Tuesday, April 30, 2019

Digital addiction and the attention economy.

Jia Tolentino's "What It Takes to Put Your Phone Away" is a broad essay on our digital addictions that focuses on two recent books: Cal Newport's “Digital Minimalism: Choosing a Focused Life in a Noisy World” and Jenny Odell's “How to Do Nothing: Resisting the Attention Economy." I strongly recommend that you read it. I am going to resist the impulse to pass on many choice clips of text, limiting myself to two:
Odell elegantly aligns the crisis in our natural world and the crisis in our minds: what has happened to the natural world is happening to us, she contends, and it’s happening on the same soon-to-be-irreparable scale. She sees “little difference between habitat restoration in the traditional sense and restoring habitats for human thought”; both are endangered by “the logic of capitalist productivity.” She believes that, by constantly disclosing our needs and desires to tech companies that sift through our selfhood in search of profit opportunities, we are neglecting, even losing, our mysterious, murky depths—the parts of us that don’t serve an ulterior purpose but exist merely to exist. The “best, most alive parts” of ourselves are being “paved over by a ruthless logic of use.”

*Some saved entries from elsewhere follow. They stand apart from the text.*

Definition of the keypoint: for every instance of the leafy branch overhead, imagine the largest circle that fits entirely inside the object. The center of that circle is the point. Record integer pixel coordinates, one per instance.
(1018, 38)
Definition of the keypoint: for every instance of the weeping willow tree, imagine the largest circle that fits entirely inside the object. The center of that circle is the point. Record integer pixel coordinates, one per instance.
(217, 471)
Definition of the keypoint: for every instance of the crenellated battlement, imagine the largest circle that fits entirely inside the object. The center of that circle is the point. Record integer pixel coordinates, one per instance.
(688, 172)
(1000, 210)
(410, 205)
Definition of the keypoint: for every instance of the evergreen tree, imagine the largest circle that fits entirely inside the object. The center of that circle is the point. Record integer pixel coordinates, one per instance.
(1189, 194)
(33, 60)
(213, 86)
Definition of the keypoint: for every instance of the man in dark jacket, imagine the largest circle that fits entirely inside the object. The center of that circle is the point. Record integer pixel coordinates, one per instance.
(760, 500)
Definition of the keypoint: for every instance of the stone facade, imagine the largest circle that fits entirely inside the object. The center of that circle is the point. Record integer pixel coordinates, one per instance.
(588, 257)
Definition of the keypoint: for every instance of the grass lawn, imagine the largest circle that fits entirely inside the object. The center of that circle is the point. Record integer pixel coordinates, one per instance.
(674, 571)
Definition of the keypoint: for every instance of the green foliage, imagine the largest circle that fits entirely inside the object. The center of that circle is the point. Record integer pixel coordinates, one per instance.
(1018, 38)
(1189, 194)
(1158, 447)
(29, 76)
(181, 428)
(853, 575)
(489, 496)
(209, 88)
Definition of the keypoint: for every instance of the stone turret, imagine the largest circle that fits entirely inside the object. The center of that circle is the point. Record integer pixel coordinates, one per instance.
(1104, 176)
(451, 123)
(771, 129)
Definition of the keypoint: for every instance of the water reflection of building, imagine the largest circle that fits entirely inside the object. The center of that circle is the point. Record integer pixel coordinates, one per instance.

On the monetization of attention:
Legislators might succeed in granting citizens more control over the data that they generate by using the Internet, but social-media companies will, presumably, continue to treat their users like little countries that can be strip-mined to make other people rich...We remain attached to these technologies in a way that is clearly affecting the health of the body politic. Newport insists that our Internet-fuelled lack of mental peace and quiet is a better explanation for the current wave of American anxiety than “the latest crisis—be it the recession of 2009 or the contentious election of 2016.”